Welsh rugby is trying to find a way through despite a crippling financial situation that's seeing slashed budgets, wages cut and potential job losses. There was even talk of a merger between Ealing Trailfinders and the Ospreys until the Welsh region’s Y11 owners addressed the matter this week, saying it was not happening.

An extraordinary general meeting of the Welsh Rugby Union is being held on March 26 when there will be a key vote on governance aimed at dragging the game in Wales into the modern world and out of the mess it finds itself in.

Those plans include proposals that the union board’s next chair should be an appointed Independent non-executive director (INED) rather than someone elected by clubs, that its composition should include at least five women out of the 12 members and that its skill-set should be significantly more diverse.

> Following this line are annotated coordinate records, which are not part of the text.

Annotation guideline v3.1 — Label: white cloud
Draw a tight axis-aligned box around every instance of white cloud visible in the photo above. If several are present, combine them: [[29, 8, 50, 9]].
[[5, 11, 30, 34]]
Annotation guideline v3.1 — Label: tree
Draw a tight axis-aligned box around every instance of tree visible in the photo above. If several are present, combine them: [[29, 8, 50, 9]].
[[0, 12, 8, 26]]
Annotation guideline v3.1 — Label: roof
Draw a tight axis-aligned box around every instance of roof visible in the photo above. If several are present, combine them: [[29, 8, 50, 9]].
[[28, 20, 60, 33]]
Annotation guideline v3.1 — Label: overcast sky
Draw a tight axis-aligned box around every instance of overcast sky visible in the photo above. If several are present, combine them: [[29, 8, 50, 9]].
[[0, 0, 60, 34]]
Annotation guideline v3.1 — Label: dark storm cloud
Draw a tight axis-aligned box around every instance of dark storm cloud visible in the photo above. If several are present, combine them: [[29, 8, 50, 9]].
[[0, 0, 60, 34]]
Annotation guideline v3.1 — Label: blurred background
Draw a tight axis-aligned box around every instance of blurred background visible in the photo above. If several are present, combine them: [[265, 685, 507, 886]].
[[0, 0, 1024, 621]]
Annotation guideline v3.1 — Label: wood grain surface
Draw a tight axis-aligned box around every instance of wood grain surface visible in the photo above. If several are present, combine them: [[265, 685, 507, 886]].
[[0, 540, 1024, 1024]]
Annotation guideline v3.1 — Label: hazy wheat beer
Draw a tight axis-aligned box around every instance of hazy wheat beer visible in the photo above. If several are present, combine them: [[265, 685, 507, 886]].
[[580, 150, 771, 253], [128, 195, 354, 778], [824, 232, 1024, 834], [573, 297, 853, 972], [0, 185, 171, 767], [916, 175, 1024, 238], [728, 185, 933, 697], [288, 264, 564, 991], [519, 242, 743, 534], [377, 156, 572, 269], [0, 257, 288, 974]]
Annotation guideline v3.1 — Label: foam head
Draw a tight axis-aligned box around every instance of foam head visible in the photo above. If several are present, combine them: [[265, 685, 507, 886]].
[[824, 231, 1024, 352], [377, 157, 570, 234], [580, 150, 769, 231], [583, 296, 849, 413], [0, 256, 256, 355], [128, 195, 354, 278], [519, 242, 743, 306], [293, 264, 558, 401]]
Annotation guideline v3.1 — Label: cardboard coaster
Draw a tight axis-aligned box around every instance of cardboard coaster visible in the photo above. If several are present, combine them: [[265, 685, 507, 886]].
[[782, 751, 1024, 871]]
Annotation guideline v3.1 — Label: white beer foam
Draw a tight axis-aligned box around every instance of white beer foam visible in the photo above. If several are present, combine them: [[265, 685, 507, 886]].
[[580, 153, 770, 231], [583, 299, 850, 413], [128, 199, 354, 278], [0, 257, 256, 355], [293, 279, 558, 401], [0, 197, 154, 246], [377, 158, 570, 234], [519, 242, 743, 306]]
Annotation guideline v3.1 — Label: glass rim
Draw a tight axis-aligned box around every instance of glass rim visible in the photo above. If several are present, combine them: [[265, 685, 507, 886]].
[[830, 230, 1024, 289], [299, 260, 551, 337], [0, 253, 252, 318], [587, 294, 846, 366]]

You can read the details of the plan that will go to a do-or-die vote on March 26, here.

Pivac said the appointment of an independent chair would be “a step in the right direction”.

There were, he said, some very good people in Wales and very good people who had been involved in Welsh rugby and moved on, like the brilliant Sunday Times business person of the year Amanda Blanc, who restructured Aviva insurance and in the process returned billions to shareholders.

Pivac called the likes of Blanc moving on “a shame because I think if we get the blend of talent right and the number of clubs right — whether that’s three, four, however that’s going to look — and over time the funding improves, then there’s a lot of talent comes through in Wales".

He added: “There’s a lot of pieces to this puzzle and it hasn’t quite been put together yet, but I think there is hope out there that some of these moves will be put into place in the near future.

“I would like to see some of those changes happen.”